By Blanche Rivera
MICROBES can help cleanse the shores of Guimaras Island blackened by a massive oil spill from a sunken tanker off its coast, according to an official from the corporate arm of the Department of Environment and Natural Resources (DENR).
A group of three microbes, aptly called “Pristine Sea,” eats the hydrocarbon content of oil, Ray Francis C. Alcoseba, president of the Natural Resources Development Corp. (NRDC), told a press conference Monday.
In Inampulagan Island, Guimaras, President Gloria Macapagal-Arroyo thanked local and international groups for their assistance in the clean up of a massive oil spill from a sunken tanker off Guimaras.
At the same time, Arroyo said Australia and France have pledged to help the Philippines in the clean up operations.
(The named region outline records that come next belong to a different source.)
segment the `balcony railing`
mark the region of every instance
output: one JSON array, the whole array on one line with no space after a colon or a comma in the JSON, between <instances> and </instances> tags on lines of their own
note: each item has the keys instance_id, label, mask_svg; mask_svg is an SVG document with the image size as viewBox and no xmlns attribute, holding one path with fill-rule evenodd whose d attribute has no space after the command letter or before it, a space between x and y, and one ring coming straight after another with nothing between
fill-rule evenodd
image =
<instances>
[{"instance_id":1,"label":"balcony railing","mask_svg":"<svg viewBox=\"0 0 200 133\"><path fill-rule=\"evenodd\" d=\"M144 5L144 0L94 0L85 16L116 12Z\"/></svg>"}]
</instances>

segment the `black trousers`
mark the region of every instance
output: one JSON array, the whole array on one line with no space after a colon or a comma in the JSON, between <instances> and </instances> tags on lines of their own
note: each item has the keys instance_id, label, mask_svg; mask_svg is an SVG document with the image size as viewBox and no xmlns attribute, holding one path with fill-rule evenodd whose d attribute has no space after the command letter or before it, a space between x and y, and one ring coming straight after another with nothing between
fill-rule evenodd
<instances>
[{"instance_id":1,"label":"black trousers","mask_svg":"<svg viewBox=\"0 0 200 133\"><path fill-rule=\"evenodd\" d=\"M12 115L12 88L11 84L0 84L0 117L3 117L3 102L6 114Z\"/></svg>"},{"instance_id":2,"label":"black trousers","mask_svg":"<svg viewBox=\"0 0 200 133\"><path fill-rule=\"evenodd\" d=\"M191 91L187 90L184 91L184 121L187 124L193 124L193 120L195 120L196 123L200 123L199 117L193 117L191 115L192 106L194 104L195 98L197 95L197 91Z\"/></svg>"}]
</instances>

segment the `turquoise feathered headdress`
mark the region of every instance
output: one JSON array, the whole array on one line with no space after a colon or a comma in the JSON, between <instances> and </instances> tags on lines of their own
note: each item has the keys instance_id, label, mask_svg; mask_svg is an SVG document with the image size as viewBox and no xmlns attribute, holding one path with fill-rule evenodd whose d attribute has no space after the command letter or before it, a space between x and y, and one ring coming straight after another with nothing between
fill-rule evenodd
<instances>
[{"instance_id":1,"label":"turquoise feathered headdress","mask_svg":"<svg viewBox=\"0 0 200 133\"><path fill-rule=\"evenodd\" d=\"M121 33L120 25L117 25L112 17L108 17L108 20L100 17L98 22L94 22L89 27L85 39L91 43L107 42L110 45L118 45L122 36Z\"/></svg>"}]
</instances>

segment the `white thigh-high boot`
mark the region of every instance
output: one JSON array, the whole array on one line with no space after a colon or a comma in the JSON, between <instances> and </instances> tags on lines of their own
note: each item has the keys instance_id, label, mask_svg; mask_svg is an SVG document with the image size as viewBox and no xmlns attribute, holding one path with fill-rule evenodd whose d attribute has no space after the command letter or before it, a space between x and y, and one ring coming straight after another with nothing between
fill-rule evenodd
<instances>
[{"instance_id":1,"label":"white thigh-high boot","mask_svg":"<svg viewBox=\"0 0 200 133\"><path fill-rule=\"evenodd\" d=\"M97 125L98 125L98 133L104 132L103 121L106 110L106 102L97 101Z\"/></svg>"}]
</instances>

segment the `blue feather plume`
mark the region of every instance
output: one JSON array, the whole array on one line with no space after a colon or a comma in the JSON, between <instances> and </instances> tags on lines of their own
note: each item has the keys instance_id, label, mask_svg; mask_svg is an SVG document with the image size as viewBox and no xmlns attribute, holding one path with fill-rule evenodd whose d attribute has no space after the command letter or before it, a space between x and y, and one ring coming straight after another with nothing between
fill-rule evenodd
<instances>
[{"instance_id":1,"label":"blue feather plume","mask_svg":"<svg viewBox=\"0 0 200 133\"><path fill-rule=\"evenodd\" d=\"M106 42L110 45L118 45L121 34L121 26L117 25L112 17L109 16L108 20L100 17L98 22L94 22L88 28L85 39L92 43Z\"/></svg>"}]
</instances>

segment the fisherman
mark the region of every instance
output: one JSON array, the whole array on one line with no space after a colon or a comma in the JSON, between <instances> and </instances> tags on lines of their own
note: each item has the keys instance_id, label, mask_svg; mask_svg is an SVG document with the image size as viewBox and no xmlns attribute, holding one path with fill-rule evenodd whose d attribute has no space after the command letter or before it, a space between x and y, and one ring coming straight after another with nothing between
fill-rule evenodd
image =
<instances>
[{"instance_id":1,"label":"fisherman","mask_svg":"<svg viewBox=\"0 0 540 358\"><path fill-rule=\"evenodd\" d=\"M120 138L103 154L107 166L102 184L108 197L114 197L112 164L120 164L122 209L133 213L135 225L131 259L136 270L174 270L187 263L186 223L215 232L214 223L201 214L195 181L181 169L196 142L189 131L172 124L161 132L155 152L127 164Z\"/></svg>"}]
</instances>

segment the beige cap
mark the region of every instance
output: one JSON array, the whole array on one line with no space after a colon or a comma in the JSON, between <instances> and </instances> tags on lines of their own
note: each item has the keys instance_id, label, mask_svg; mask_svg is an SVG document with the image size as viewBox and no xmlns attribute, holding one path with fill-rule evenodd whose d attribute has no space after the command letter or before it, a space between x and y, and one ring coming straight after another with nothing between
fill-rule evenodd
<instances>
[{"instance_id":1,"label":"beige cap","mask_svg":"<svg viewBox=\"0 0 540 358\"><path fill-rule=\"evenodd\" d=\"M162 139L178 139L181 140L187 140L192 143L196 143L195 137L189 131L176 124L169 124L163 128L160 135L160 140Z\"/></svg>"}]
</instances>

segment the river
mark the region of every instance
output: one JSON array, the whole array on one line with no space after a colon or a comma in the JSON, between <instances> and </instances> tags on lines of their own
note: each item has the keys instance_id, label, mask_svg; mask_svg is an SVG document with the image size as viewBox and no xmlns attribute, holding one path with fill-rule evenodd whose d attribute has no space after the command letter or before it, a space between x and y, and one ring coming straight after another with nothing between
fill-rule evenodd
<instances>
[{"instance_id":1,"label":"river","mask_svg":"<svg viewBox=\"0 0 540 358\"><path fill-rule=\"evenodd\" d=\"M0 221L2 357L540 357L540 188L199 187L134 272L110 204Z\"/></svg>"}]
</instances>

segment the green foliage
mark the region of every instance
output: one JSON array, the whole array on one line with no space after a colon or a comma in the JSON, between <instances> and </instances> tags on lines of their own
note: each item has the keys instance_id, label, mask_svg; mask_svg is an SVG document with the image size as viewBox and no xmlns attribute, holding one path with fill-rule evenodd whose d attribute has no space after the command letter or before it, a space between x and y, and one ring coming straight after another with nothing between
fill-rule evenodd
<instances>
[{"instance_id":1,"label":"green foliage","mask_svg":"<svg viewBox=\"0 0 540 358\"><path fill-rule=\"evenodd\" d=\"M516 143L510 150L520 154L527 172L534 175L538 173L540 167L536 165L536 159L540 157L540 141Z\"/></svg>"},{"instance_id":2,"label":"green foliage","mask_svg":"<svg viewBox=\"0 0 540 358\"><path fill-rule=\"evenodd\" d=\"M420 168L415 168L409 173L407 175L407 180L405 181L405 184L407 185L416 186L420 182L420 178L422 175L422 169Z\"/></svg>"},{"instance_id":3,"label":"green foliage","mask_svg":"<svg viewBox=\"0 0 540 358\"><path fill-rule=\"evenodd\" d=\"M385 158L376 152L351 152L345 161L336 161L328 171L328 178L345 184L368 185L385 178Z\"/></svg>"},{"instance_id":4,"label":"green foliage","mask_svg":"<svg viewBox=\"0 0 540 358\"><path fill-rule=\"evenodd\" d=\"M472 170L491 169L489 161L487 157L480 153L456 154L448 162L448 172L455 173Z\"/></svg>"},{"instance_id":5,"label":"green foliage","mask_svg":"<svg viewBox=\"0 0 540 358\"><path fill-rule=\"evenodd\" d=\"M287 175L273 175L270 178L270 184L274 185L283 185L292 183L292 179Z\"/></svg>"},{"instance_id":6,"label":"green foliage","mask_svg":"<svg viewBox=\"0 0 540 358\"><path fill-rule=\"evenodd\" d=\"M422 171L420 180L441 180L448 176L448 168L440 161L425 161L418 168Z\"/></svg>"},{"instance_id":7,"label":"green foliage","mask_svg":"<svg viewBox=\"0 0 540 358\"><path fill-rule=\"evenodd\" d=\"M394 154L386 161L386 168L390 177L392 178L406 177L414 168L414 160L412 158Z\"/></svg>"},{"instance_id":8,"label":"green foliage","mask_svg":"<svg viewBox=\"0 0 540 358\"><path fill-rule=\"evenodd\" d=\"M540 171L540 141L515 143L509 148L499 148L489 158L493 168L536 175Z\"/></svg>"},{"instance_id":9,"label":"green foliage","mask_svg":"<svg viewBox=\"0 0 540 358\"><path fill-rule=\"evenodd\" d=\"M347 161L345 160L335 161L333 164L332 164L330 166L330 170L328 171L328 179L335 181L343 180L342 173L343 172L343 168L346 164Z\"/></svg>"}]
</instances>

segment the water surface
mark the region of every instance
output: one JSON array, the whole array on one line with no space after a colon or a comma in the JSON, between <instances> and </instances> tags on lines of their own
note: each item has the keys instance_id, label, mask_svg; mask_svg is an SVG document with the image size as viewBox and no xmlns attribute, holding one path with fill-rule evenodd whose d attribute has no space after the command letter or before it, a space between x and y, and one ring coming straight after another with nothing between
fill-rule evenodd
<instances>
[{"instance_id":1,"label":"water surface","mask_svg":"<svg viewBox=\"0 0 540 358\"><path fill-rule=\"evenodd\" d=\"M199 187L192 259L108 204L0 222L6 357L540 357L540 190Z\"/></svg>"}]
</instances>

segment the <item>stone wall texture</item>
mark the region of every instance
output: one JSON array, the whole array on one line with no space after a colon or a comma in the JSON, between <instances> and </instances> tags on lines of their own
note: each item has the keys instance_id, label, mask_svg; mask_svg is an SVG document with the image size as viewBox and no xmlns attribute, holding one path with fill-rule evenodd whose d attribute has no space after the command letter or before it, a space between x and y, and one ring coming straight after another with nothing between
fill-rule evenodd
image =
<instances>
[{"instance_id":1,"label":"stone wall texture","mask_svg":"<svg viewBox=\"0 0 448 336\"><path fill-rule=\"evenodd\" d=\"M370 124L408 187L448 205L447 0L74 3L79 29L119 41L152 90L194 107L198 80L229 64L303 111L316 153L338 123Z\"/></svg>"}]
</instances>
Meanwhile, the Philippine Coast Guard is trying to contain an oil slick headed for Cauayan town in southern Negros Occidental province, 119.9 kilometers south of here, said Iloilo Coast Guard chief Commander Harold Jarder.
Jarder said an aerial survey showed the slick was thick in some sections and came in several long streaks, some stretching a half kilometer long.
Cauayan is home to beach resorts and the Danjugan Island Marine Sanctuary, an important resting place for migratory birds.
The direction of the slick on Monday has moved from a northeasterly to easterly direction, threatening southern Negros Occidental, Jarder said.
He said Coast Guard vessel 002 was chasing the slick from ground zero to the Cauayan and spraying it with dispersants.
At the press conference Monday, Alcoseba said three microbes – Pseudomonas azelaica, Serratia marcescans, and the Xanthomonas maltophilia – die as soon as they have eaten the oil, up to 87% of which consists of hydrocarbons.
Left by itself, oil degrades over time through a process called biodegradation, but it takes a long period. Bioremediation, on the other hand, is the introduction of organisms that can hasten biodegradation, Alcoseba said.
The DENR will ask Petron to purchase from the United States a bioreactor machine that can produce the Pristine Sea at a rate of 100 million/milliliter, Alcoseba said. A medium-sized machine costs $500,000 according to Alcoseba.
Solar I, carrying about 2 million liters (500,000 gallons) of bunker oil, sank off Guimaras on August 11 in rough seas, then began spilling oil that has affected a 220-kilometer stretch of coastline.